#! /bin/csh -f 
# Last edited on 1999-12-05 15:59:18 by stolfi

set usage = "$0 FTAG SPLITCHAR"

# Tabulates the pairs of prefixes and suffixes from a frequency
# file of word feature FTAG.  Assumes available the files
#
#   stats-subsecs/FTAG/tot.frq 
#     counts and frequencies of the FTAG values over all sections,
#
#   FTAG-prefixes.dic, FTAG-suffixes.dic 
#     list of official prefixes and suffixes, for tabulation
#
#   smash-FTAG-letters
#     a script that reads a file of counts and FTAGs,
#     and collapses each `letter' of the FTAG
#     to a single "X" (preserving the SPLITCHAR if any).
#
# This script considers ony words of the frequency file that contain
# exactly one instance of the given SPLITCHAR, and separates those words
# into a "prefix" and a "suffix" at that character.
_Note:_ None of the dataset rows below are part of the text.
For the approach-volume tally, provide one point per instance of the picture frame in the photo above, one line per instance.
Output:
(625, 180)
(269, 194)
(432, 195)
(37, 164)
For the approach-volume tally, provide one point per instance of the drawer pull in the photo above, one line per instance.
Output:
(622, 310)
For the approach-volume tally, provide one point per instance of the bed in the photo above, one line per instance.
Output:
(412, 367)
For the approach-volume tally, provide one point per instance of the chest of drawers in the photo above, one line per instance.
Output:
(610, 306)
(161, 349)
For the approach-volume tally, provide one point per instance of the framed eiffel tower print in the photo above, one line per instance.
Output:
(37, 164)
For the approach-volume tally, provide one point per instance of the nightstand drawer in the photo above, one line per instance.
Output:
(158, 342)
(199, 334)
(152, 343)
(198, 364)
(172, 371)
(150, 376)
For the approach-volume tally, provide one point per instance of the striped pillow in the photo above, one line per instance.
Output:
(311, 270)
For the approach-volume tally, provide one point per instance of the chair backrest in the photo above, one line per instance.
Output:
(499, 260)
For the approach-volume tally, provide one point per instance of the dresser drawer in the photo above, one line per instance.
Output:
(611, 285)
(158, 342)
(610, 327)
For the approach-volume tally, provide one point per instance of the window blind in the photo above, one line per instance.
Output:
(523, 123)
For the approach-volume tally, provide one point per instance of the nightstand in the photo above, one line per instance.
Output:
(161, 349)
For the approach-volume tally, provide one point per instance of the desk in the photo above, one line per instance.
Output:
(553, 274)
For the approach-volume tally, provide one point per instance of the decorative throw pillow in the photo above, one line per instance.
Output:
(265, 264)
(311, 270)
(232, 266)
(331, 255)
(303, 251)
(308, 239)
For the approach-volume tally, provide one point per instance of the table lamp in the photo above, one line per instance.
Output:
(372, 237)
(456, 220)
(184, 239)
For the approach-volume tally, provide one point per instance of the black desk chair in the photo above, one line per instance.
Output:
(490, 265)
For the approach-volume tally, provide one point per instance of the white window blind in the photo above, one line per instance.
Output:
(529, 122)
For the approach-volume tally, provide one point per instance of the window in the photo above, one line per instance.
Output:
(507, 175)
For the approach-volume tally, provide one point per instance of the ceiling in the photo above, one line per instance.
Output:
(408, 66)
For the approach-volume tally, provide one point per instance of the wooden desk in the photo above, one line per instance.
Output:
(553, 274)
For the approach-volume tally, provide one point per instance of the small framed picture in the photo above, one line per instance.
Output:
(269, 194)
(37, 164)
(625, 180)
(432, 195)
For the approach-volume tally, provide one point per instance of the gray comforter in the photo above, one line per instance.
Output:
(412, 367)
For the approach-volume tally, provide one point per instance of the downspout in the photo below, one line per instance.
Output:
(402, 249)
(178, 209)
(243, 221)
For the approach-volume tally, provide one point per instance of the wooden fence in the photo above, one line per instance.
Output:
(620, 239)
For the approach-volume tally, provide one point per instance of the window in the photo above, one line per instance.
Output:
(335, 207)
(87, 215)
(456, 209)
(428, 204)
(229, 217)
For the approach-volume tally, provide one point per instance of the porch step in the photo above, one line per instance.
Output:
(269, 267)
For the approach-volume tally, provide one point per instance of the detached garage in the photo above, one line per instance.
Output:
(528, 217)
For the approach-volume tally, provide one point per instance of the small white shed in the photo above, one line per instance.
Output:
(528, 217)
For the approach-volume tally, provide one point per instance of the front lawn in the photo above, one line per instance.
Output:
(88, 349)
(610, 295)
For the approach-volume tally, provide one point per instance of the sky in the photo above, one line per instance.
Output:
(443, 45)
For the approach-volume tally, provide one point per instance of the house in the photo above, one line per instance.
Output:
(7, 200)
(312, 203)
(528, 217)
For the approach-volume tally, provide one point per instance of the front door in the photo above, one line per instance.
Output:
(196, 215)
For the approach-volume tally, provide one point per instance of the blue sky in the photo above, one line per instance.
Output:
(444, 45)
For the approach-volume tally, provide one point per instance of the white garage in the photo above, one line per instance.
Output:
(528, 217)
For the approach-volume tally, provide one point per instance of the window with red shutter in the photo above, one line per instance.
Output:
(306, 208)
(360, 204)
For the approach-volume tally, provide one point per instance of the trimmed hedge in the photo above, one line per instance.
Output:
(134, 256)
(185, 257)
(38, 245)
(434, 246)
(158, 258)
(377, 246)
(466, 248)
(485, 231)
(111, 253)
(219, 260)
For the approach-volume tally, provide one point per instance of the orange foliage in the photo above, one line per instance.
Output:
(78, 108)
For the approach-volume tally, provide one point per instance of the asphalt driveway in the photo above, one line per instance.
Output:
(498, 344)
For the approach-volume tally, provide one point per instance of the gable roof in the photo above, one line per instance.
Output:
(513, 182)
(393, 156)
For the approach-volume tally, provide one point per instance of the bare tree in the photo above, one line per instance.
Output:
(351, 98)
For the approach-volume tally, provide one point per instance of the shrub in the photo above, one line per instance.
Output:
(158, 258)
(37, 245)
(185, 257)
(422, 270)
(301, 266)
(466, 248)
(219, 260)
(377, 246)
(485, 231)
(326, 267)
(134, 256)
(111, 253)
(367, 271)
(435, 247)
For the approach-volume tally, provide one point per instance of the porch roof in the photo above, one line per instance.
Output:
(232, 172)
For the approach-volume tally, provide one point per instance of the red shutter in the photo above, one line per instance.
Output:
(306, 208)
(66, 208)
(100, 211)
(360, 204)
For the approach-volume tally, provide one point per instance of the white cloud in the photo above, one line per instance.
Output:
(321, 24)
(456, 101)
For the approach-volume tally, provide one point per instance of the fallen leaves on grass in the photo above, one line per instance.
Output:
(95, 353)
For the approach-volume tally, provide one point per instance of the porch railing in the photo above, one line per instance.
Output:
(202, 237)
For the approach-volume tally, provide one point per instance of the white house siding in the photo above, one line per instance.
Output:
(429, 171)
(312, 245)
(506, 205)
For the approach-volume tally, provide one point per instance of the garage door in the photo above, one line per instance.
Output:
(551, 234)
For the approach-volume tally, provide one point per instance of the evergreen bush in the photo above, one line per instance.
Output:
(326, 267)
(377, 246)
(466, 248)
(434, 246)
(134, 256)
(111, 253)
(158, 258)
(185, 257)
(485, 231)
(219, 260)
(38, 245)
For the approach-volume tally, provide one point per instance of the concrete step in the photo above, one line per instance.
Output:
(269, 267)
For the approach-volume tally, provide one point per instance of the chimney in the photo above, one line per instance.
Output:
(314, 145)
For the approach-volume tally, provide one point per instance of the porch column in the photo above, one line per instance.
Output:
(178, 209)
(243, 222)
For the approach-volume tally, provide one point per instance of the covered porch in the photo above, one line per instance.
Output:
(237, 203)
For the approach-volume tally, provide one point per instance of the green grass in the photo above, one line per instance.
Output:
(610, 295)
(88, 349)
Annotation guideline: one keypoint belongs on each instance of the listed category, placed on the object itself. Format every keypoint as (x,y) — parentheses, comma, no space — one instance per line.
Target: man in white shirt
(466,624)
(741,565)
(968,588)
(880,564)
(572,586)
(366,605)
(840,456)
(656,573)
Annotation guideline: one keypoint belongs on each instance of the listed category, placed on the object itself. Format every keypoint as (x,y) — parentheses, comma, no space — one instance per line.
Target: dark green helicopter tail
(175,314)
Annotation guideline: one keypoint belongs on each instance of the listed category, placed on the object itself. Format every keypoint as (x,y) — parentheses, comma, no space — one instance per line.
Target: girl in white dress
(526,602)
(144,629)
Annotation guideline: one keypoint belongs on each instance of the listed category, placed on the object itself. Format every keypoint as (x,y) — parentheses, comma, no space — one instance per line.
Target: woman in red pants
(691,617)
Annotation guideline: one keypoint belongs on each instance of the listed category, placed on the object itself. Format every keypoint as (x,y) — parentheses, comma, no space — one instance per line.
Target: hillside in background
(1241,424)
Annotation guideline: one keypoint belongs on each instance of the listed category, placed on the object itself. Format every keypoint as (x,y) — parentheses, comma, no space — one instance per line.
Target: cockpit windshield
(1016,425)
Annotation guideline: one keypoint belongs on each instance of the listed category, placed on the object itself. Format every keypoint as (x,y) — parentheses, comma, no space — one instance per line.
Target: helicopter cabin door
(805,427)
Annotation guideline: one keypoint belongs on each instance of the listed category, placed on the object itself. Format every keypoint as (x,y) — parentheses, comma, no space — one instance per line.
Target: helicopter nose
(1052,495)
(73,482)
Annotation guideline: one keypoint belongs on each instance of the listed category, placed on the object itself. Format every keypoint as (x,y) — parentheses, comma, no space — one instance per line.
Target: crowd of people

Outputs two files,
# stats-subsecs/FTAG/tot-pref-suff.mtx with the counts of
# prefix/suffix combinations, and a similar table
# stats-subsecs/FTAG/tot-pref-suff-len.mtx where the prefixes and
# suffixes have been filtered through smash-FTAG-letters
#

if ( $#argv != 2 ) then
  echo "usage: ${usage}"; exit 1
endif

set ftag = "$1"; shift;
set splitchar = "$1"; shift;

set tmp = "/tmp/$$"

set ifile = "stats-subsecs/${ftag}/tot.frq"

if ( ! ( -r ${ifile} ) ) then
  echo "${ifile} not found"; exit 1
endif

foreach cp ( cat.  smash-${ftag}-letters.-len
  set ccmd = "${cp:r}"
  set ctag = "${cp:e}"
  set prefs = "${ftag}-prefs${ctag}.dic
  if ( ! ( -r ${prefs} ) ) then
    echo "${prefs} not found"; exit 1
  endif
  set suffs = "${ftag}-suffs${ctag}.dic
  if ( ! ( -r ${suffs} ) ) then
    echo "${suffs} not found"; exit 1
  endif
  cat ${ifile} \
    | gawk '/./{print $1, $3;}' \
    | ${ccmd} \
    | egrep '['"${splitchar}"']' \
    | egrep -v '['"${splitchar}"'].*['"${splitchar}"']' \
    | sed -e 's/['"${splitchar}"']/- -/g' \
    | gawk '/./{print $1, $3, $2;}' \
    | count-diword-freqs \
        -v counted=1 \
        -v digits=5 \
        -v rows=${suffs} \
        -v cols=${prefs} \
    > stats-subsecs/${ftag}/tot-pref-suff${ctag}.mtx
end